5

For what size alphabet does it take longer to construct a suffix tree - for a really small alphabet size (because it has to go deep into the tree) or for a large alphabet size? Or is it dependent on the algorithm you use? If it is dependent, how does the alphabet size affect Ukkonen's algorithm?

Raphael
  • 72,336
  • 29
  • 179
  • 389
John Smith
  • 51
  • 1

1 Answers1

6

A larger alphabet is usually a drawback.
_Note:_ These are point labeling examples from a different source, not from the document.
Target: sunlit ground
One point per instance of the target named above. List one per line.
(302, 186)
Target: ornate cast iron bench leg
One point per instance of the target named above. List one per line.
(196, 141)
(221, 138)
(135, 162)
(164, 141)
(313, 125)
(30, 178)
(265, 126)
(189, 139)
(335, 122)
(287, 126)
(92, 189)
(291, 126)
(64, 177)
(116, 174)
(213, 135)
However there are algorithms that can deal with this as long as the alphabet size is $n^{O(1)}$.

Ukkonen's algorithm runs only in $O(n)$ if the alphabet size is a constant but it is $O(n \log n)$ without this assumption. However, there are alternatives. You can compute the suffix-array of a text in linear time with the DC-3 Algorithm. This is a super-cool fancy algorithm that can be implemented in 50 lines of readable C++ code - one of my all-time favorites. If you can compare two characters in constant time and the alphabet size is $n^{O(1)}$, then the DC3 algorithm runs in $O(n)$ time.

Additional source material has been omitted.